Momencik, trwa przetwarzanie danych   loading-animation

#28518

przez Konto usunięte ·
| Do ulubionych
Księża księża księża.
Historia ta nie ma na celu oczerniania całej grupy społecznej, jedynie ten beznadziejny przypadek dusigrosza i chama.
Jestem ministrantem w małym mazowieckim miasteczku N. W niej mieści się parę parafii.
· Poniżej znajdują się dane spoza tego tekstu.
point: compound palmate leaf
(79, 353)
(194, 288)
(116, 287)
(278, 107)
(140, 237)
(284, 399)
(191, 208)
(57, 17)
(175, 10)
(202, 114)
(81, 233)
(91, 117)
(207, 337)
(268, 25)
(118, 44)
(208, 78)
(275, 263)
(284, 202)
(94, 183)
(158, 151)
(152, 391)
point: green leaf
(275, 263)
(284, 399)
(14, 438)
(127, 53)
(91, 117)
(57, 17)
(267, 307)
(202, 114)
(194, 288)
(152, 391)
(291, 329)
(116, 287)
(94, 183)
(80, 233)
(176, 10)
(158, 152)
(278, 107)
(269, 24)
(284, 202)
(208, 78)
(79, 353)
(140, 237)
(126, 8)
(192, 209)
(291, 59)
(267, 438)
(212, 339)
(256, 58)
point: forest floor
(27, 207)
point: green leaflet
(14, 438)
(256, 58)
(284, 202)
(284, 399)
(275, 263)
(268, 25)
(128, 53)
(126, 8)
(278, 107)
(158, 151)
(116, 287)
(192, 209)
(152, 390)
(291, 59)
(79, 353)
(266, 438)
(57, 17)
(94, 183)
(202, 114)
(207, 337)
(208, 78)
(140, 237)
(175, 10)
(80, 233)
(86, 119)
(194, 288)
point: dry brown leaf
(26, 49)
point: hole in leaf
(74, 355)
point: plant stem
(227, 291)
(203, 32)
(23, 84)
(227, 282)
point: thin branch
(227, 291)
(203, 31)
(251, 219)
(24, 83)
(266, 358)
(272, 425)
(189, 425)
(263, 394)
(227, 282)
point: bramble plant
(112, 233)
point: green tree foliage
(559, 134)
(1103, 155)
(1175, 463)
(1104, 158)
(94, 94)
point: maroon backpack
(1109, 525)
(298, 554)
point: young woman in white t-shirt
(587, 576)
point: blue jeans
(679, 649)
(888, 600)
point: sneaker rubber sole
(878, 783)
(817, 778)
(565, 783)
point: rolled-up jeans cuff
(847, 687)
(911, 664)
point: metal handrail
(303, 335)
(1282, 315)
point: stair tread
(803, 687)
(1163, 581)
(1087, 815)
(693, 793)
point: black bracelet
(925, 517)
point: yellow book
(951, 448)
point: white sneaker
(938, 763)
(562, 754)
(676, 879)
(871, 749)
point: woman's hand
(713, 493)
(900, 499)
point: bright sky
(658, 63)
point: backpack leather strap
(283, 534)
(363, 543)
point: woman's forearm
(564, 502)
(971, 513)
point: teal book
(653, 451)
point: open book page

Nasz proboszcz (człowiek do rany przyłóż dla ministrantów, zarówno jak i dla parafian) niestety miał problemy z sercem, i został oddelegowany, aby wyzdrowieć. Jego miejsce zajął nowy. Jako jeden ze starszych, zobowiązałem się do "pomocy" mu w każdej sytuacji co do kościoła.
I tu zaczynają się schody.

5 rano, niedziela. Telefon. "Nowy"[K]
[K]-NO CZEMU CIĘ NIE MA?
Wtf? Macam się chwilę. Nogi? Są. Ręce? Są. Klatka piersiowa? Też. Niewątpliwie jestem a nawet żyję.
[J]-Słucham proszę księdza?
[K]-NO KTO MI KOŚCIÓŁ PRZYGOTUJE?
[J]-Od tego jest kościelny. Poza tym, ja mam na południe służbę, a nie na rano. A, i na rano jest na ósmą, a nie na szóstą...
[K]-Kościelnego zwolniłem. Bo on chciał ŻEBYM MU ZA PRACĘ PŁACIŁ, no kto to widział!
[J]-...
***
Przychodzi do nas [M]marianna (moher zajmujący się Dziećmi Maryi, nawet przyjazny).
[M]-ZBIERAJCIE SIĘ PO 10 ZŁ(!) MINIMUM. BO KSIĄDZ KAZAŁ. BO MA URODZINY I PREZENT TRZA KUPIĆ.
(Sytuacja ta powtórzyła się na: urodziny, imieniny, na rocznicę bycia kapłanem i to samo na Wielki Czwartek).

Prolog:
Większość ministrantów odeszła, ze starej kadry zostało 5-ciu. "Nowi" których on przyjął to... przedszkolaki. Tak, najstarszy jest w 3 klasie podstawówki. Nie umieją nic, on się nimi nie interesuje, wszystko zwala na nas. I nas obwinia za to, że szczeniaka nie można nauczyć nic, bo jest za młody.

faceci w czerni

Skomentuj (28) Pobierz ten tekst w formie obrazka
Ocena: 727 (841)

Komentarze

Momencik, trwa ładowanie komentarzy   ładowanie…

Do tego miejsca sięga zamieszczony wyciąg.